We are actually discussing this on the Weaviate Slack :-) https://weaviate.slack.com/archives/D02JM9D3HND/p16347312830...

gk1 · on Dec 14, 2021

That would be a fun use case for us to promote. Let me know when it's ready! The free plan supports as many as 1 million items, more than enough for the all MTG cards in existence. Plus you can add and filter by metadata, like card type and properties.

dvaun · on Dec 14, 2021

> Plus you can add and filter by metadata, like card type and properties.

I read through your docs and figure that will be part of the approach.

An idea I had was to find similar, or "next best", cards for replacement in popular decks or to achieve similar effects in order to bring down the cost of EDH, Modern, etc. formats. I'm just getting back into the hobby again, so having a tool like this would make my wife and wallet happy :)

16mb · on Dec 14, 2021

I’ve resorted to playing modern with high quality fakes. Otherwise wouldn’t have the budget. Checkout bootlegmtg on reddit

kruptos · on Dec 14, 2021

I love this idea. I would pay for that service!

nop_slide · on Dec 15, 2021

I just want to chime in and say that the resources on your website look amazing. I spent 5 minutes poking around and it looks really high quality.

I'm dabbling in Postgres's full text search (ts_vector) for a small website, I know that is extremely simple compared to the offerings you provide, but your site has me quite interested in this space now.

Eager to learn more about this tech!

gk1 · on Dec 15, 2021

Glad you think so. Makes me want to expand it even more! What would you like to see covered?

nop_slide · on Dec 15, 2021

Maybe this is too simple, but a comparison to Postgres' ts_vector and how to do something similar in your service?

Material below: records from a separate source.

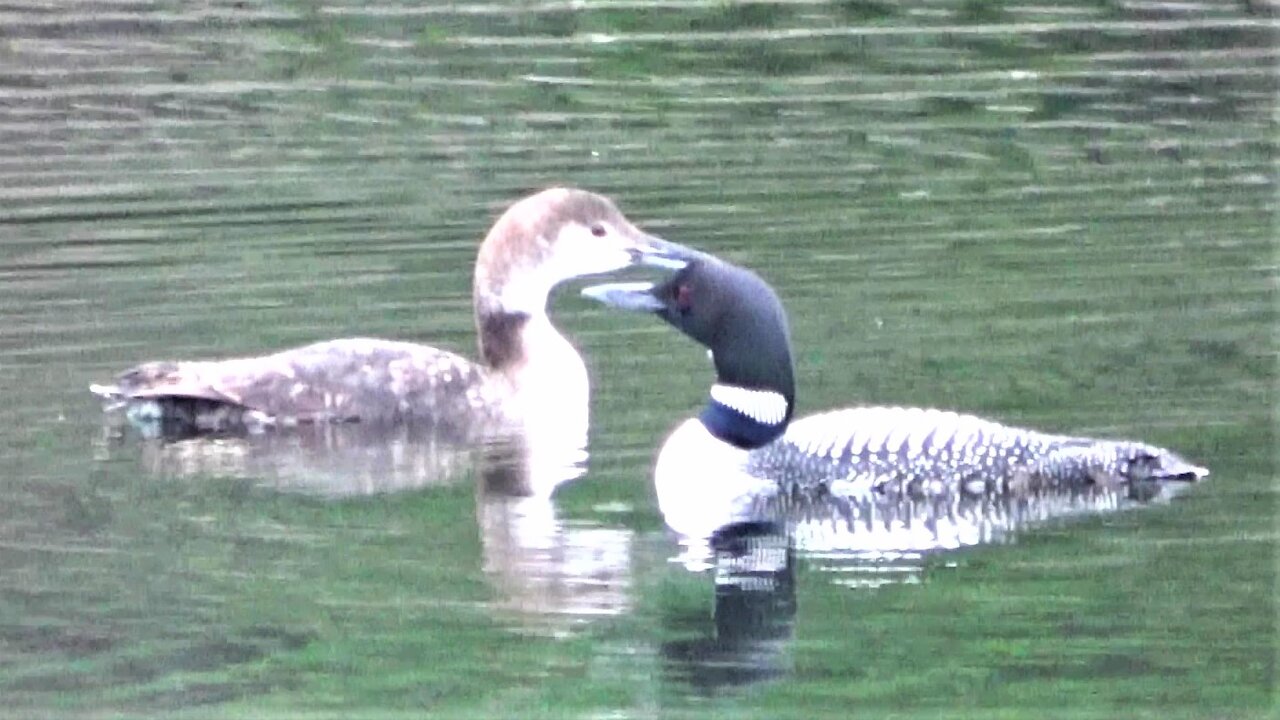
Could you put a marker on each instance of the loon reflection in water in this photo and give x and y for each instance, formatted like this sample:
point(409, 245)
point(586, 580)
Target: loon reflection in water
point(874, 479)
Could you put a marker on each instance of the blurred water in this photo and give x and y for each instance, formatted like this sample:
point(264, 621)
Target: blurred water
point(1055, 215)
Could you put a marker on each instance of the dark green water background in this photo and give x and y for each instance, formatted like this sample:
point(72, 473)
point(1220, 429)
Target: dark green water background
point(1059, 215)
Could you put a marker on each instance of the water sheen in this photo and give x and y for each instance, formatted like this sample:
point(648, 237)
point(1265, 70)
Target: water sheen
point(1055, 215)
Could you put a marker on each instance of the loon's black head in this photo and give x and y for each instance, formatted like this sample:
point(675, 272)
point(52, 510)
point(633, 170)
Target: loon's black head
point(740, 319)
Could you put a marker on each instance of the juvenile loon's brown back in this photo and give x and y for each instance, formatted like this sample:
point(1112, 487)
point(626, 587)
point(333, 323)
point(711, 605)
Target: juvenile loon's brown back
point(539, 241)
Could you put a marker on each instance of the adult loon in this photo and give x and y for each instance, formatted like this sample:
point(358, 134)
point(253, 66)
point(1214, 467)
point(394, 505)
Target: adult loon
point(528, 368)
point(743, 452)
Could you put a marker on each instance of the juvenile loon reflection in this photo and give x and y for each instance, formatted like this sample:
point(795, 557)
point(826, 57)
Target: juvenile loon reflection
point(545, 573)
point(863, 478)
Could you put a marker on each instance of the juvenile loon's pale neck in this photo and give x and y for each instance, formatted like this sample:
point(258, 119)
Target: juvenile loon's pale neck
point(534, 245)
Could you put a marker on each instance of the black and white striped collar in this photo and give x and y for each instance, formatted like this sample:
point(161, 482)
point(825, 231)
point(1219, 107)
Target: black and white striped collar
point(745, 418)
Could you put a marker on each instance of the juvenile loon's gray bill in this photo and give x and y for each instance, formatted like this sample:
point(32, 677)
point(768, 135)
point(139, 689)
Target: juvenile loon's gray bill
point(636, 296)
point(664, 254)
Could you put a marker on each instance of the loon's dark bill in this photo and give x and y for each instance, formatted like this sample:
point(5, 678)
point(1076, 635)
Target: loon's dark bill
point(636, 296)
point(1178, 470)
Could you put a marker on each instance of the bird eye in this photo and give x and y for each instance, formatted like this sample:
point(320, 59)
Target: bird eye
point(684, 297)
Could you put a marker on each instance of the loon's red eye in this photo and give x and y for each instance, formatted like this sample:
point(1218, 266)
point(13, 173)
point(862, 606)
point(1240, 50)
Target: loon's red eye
point(684, 297)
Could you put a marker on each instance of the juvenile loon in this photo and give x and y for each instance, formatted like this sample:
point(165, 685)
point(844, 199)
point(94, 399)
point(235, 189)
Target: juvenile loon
point(528, 368)
point(743, 452)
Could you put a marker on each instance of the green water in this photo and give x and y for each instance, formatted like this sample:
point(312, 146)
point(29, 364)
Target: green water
point(1055, 215)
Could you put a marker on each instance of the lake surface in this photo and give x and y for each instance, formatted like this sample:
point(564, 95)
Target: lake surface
point(1055, 215)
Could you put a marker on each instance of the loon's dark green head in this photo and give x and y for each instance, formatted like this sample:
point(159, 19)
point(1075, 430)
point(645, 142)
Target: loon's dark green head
point(741, 320)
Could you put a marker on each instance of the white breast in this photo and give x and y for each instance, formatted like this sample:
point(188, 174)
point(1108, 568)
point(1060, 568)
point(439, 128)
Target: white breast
point(703, 483)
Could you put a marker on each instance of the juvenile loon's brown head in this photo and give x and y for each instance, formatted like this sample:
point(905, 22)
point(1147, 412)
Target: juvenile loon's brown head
point(538, 242)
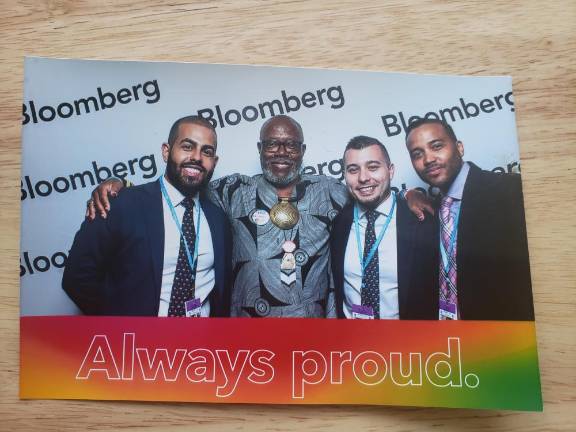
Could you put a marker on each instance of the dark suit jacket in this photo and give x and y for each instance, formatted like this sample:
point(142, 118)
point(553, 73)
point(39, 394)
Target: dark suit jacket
point(493, 276)
point(115, 264)
point(417, 273)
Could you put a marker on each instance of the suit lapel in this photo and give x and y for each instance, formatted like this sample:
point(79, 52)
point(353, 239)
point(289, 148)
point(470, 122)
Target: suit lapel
point(218, 242)
point(341, 232)
point(153, 214)
point(470, 210)
point(405, 249)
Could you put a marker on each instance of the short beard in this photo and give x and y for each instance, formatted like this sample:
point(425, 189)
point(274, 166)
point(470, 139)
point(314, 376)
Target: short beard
point(184, 188)
point(280, 181)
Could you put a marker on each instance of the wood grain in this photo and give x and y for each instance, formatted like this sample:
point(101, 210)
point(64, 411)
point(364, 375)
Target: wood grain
point(533, 41)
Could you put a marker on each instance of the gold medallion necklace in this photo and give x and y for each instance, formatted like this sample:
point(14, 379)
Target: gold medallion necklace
point(284, 214)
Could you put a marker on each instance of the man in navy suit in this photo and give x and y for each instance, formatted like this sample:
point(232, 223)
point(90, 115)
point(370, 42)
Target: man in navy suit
point(381, 263)
point(163, 249)
point(480, 242)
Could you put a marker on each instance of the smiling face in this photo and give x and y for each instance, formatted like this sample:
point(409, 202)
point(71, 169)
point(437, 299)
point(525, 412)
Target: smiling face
point(191, 158)
point(281, 150)
point(436, 157)
point(368, 175)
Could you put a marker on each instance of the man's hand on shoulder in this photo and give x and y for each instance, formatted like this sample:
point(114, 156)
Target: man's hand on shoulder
point(418, 203)
point(99, 203)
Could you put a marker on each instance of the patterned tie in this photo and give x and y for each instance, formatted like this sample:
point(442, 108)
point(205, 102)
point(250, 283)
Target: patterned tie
point(183, 285)
point(370, 293)
point(448, 291)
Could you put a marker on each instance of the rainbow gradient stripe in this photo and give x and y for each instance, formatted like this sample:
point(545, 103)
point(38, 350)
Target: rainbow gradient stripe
point(491, 364)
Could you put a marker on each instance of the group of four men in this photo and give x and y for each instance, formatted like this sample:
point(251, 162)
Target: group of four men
point(285, 244)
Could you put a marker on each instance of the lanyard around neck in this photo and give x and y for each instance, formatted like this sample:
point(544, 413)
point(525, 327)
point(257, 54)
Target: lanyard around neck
point(191, 260)
point(364, 262)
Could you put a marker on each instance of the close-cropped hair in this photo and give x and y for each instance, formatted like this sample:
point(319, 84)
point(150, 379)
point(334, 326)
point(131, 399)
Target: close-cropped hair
point(361, 142)
point(194, 119)
point(425, 121)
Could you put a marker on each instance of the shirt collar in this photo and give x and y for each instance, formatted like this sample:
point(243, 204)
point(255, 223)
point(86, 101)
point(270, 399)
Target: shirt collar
point(383, 208)
point(175, 195)
point(457, 187)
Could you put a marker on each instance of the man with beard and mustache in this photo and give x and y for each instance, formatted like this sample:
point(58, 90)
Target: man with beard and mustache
point(482, 253)
point(163, 249)
point(281, 221)
point(381, 259)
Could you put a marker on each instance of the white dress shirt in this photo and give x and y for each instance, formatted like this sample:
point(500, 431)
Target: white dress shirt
point(205, 265)
point(387, 259)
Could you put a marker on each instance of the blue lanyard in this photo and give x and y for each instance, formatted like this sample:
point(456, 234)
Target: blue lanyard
point(452, 243)
point(191, 262)
point(364, 263)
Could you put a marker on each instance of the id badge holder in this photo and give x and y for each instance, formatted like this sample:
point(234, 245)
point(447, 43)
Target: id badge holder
point(362, 312)
point(447, 311)
point(192, 308)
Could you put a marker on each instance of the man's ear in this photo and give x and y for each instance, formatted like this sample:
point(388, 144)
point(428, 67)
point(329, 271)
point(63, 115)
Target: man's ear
point(165, 151)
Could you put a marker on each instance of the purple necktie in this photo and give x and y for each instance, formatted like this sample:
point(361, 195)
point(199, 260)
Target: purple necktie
point(448, 292)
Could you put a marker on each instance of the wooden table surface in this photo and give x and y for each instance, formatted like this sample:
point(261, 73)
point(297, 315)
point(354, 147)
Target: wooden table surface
point(533, 41)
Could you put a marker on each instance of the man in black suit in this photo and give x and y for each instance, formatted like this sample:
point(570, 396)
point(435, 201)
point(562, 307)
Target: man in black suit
point(397, 279)
point(480, 236)
point(164, 249)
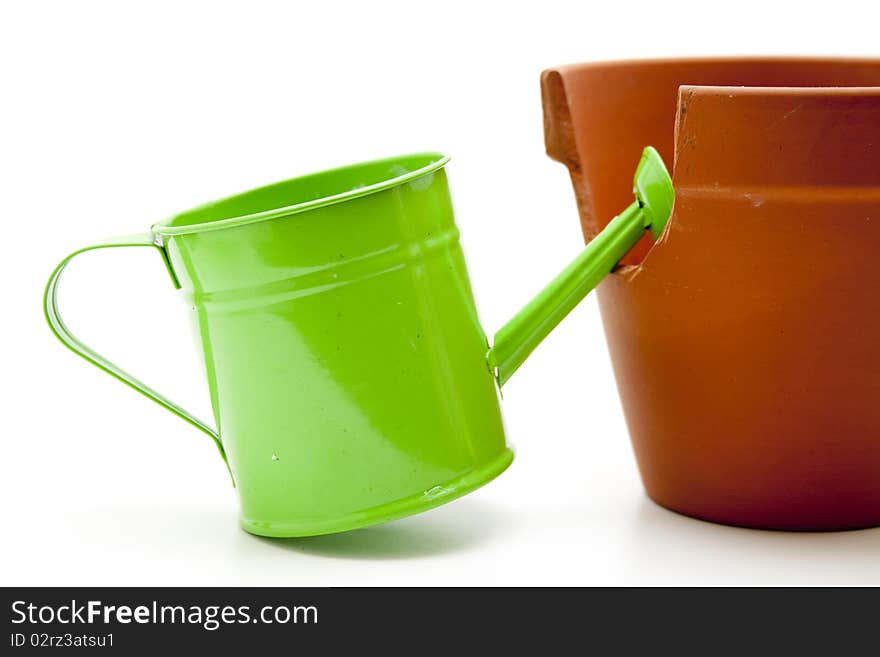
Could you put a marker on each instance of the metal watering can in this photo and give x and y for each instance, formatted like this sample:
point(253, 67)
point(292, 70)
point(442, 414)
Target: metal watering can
point(351, 382)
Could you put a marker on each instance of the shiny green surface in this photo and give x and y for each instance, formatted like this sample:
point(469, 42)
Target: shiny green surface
point(517, 339)
point(346, 364)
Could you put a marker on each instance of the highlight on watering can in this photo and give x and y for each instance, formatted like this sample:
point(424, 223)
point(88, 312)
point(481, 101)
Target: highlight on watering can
point(351, 382)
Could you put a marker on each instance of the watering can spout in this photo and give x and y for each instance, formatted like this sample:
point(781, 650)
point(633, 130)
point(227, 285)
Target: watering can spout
point(517, 339)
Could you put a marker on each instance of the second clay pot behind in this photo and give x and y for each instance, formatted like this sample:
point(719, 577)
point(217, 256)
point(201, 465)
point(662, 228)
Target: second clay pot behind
point(744, 342)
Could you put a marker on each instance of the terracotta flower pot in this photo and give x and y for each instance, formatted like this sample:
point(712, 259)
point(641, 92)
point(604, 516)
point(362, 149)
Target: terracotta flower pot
point(746, 342)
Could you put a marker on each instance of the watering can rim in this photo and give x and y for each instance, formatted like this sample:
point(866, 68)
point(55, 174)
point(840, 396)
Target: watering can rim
point(434, 161)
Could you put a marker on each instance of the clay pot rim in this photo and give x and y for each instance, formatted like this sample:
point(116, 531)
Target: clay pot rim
point(751, 90)
point(664, 62)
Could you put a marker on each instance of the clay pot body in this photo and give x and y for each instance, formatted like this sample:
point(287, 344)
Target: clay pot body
point(745, 341)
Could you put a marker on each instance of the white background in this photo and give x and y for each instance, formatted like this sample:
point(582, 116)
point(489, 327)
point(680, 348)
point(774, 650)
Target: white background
point(115, 115)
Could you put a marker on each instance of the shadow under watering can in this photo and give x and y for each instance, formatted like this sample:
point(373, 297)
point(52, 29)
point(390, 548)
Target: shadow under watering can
point(350, 379)
point(745, 341)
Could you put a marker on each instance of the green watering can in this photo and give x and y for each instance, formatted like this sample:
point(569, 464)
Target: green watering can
point(351, 382)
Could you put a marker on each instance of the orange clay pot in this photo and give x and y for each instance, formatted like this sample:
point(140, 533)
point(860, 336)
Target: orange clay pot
point(746, 341)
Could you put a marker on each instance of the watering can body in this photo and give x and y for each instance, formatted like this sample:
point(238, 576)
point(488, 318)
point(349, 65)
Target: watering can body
point(350, 379)
point(344, 356)
point(744, 341)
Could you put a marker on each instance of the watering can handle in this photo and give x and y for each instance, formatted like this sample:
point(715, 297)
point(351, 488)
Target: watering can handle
point(53, 316)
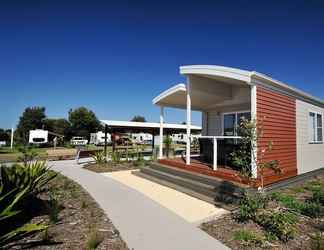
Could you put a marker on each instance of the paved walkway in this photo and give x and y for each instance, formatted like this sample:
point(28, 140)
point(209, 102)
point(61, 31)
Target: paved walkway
point(189, 208)
point(143, 223)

indeed30 · on Dec 14, 2021

Does Pinecone have any position on the status of document embeddings and whether they would be considered PII? One of the challenges of using a fully managed service is the headache of adding yet another data subprocessor and all of the legal and compliance questions that raises.

gk1 · on Dec 14, 2021

That depends on the document. We do not see the original document, only the embedding. You can argue that is sufficiently obfuscated to not count as PII. The good news is we are SOC2 compliant and GDPR-friendly and do a bunch of other stuff to help you meet security compliance requirements: https://www.pinecone.io/security/

indeed30 · on Dec 15, 2021

No, I understand that. I guess my question is actually around your experience with "You can argue that is sufficiently obfuscated to not count as PII" and whether your customers are actually successful with this argument.

gk1 · on Dec 15, 2021

Those who need more assurance just look at our SOC2 compliance, or have us go through a security review, or opt for the dedicated-environment deployment option.